0
0
KafkaDebug / FixIntermediate · 4 min read

How to Handle Duplicate Messages in Kafka Effectively

Duplicate messages in Kafka happen because producers or consumers may retry sending or processing messages. To handle duplicates, use idempotent producers and exactly-once semantics (EOS) with Kafka transactions, or implement consumer-side deduplication by tracking processed message IDs.
🔍

Why This Happens

Duplicates occur because Kafka producers or consumers may retry sending or processing messages when they don't get an acknowledgment or commit confirmation. Network issues or crashes can cause the same message to be sent or processed multiple times.

For example, a producer without idempotence enabled can send the same message twice if it retries after a failure.

java
Properties props = new Properties();
props.put("bootstrap.servers", "localhost:9092");
props.put("key.serializer", "org.apache.kafka.common.serialization.StringSerializer");
props.put("value.serializer", "org.apache.kafka.common.serialization.StringSerializer");
// Idempotence NOT enabled
KafkaProducer<String, String> producer = new KafkaProducer<>(props);

ProducerRecord<String, String> record = new ProducerRecord<>("my-topic", "key1", "value1");
producer.send(record);
producer.send(record); // duplicate send due to retry or bug
producer.close();
Output
Message 'value1' sent twice to 'my-topic' causing duplicates in the topic.
🔧

The Fix

Enable idempotent producer to avoid duplicate sends on retries. Use enable.idempotence=true in producer config. For exactly-once processing, use Kafka transactions to commit both producer and consumer offsets atomically.

Alternatively, implement consumer-side deduplication by storing processed message IDs in a database or cache and skipping duplicates.

java
Properties props = new Properties();
props.put("bootstrap.servers", "localhost:9092");
props.put("key.serializer", "org.apache.kafka.common.serialization.StringSerializer");
props.put("value.serializer", "org.apache.kafka.common.serialization.StringSerializer");
props.put("enable.idempotence", true); // Enable idempotence

KafkaProducer<String, String> producer = new KafkaProducer<>(props);

ProducerRecord<String, String> record = new ProducerRecord<>("my-topic", "key1", "value1");
producer.send(record);
producer.send(record); // safe retry, no duplicates
producer.close();
Output
Message 'value1' sent once to 'my-topic' even if send is retried.
🛡️

Prevention

To prevent duplicates in Kafka:

  • Always enable enable.idempotence=true for producers.
  • Use Kafka transactions for exactly-once processing when consuming and producing.
  • Implement consumer-side deduplication by tracking message keys or IDs.
  • Design messages with unique IDs to identify duplicates easily.
  • Monitor and handle retries carefully in your application logic.
⚠️

Related Errors

Other common issues related to duplicates include:

  • Offset commit failures: If consumer offsets are not committed properly, messages may be reprocessed.
  • At-least-once delivery: Default Kafka guarantees may cause duplicates if your app does not handle them.
  • Producer retries without idempotence: Can cause duplicate messages.

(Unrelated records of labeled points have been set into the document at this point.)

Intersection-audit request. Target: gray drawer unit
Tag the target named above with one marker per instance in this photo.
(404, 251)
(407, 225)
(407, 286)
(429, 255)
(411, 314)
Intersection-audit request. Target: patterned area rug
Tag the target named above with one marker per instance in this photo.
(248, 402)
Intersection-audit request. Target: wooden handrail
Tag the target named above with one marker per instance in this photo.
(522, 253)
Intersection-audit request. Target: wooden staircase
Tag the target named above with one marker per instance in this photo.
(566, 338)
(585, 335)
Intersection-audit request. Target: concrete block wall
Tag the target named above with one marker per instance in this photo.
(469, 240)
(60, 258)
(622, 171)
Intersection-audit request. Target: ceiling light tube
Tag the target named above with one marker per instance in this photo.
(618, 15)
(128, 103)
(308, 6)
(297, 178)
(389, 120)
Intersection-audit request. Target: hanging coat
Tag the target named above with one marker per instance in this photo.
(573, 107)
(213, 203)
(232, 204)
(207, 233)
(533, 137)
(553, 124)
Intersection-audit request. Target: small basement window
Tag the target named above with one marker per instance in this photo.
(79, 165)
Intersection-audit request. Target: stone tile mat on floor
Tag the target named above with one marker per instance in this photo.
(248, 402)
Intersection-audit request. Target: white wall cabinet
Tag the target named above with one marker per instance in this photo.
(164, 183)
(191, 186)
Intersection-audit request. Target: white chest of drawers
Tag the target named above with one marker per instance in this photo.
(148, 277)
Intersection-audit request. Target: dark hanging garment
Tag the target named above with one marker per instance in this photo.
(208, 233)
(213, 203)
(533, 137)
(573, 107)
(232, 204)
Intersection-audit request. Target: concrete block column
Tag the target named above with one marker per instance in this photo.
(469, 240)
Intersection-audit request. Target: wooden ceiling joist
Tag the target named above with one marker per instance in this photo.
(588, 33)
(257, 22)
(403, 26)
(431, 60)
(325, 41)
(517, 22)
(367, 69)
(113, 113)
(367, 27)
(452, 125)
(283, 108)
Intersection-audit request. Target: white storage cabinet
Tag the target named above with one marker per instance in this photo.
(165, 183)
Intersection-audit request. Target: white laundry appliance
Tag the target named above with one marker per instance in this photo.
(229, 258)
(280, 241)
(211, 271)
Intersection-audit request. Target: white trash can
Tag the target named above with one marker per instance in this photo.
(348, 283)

Fixes usually involve enabling idempotence, using transactions, and careful offset management.

Key Takeaways

Enable idempotent producers with 'enable.idempotence=true' to avoid duplicate sends.
Use Kafka transactions for exactly-once processing to atomically commit messages and offsets.
Implement consumer-side deduplication by tracking processed message IDs or keys.
Design messages with unique IDs to easily detect duplicates.
Monitor retries and offset commits carefully to prevent reprocessing duplicates.